Velocys, a spin-out of Oxford University and A US acquisition, has signed an agreement with Oxy Low Carbon Ventures, to capture CO2 from the planned Bayou Fuels biomass-to-fuels project in Natchez, Mississippi, and securely store it underground in a geologic formation.
The Bayou Fuels project will take waste woody biomass and convert it into transportation fuels, such as diesel for heavy trucks and sustainable aviation fuel, using Velocys’ proprietary Fischer Tropsch process. The integrated technical solution designed by Velocys is described as “ideally suited to carbon capture, usage, and storage,” with the CO2 captured before it enters the atmosphere.
Integrating CCUS also brings financial incentives from tax credits.
Richard Jackson, president of OLCV, said: “Carbon capture, utilisation, and sequestration is essential to reducing the carbon intensity of the transport sector and achieving global climate goals.
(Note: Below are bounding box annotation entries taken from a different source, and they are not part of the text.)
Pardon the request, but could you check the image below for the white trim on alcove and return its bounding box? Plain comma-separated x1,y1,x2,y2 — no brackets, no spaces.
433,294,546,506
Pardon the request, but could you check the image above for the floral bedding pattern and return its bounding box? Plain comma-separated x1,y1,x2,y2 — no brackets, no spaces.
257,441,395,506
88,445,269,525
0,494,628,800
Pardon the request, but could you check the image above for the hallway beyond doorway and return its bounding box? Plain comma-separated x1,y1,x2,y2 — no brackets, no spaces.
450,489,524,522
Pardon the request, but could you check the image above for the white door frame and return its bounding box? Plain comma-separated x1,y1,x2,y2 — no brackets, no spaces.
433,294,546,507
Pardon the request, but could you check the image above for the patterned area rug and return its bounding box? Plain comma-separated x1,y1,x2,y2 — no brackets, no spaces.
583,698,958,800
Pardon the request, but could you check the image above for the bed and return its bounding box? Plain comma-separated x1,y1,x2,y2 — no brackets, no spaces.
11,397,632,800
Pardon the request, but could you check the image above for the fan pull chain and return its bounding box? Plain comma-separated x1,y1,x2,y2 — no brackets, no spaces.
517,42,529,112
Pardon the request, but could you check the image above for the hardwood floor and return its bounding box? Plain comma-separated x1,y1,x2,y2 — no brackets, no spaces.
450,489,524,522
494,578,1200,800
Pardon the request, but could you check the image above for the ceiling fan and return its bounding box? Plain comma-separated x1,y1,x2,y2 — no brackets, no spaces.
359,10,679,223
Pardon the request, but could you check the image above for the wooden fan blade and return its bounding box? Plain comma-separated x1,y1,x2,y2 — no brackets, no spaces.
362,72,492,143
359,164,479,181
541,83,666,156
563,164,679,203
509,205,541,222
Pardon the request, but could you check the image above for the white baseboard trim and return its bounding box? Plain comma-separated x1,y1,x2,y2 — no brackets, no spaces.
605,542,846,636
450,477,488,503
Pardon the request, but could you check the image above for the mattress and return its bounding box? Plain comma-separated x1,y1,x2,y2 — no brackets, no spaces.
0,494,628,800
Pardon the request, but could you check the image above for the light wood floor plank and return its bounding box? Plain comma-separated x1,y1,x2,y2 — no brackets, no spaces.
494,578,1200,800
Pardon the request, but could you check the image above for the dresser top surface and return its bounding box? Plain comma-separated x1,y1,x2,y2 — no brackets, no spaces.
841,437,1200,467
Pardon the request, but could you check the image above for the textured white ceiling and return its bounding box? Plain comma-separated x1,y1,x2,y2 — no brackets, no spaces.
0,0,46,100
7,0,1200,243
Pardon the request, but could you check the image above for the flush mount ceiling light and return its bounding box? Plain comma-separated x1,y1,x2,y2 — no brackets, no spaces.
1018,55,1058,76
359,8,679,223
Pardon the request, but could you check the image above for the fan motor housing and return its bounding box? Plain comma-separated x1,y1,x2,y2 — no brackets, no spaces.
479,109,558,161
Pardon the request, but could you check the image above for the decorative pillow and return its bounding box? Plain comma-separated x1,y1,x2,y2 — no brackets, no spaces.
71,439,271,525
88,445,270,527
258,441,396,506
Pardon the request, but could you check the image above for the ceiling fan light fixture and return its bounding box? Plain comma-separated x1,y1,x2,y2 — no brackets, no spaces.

This project illustrates how CCUS can enable production of zero-carbon and negative-carbon fuels.
“Occidental is uniquely positioned to develop and operate CO2 sequestration facilities based on our 40 years of experience injecting CO2 for enhanced oil recovery. We are excited to build on this experience to support Velocys in a strategic partnership to produce negative-carbon intensity fuels.”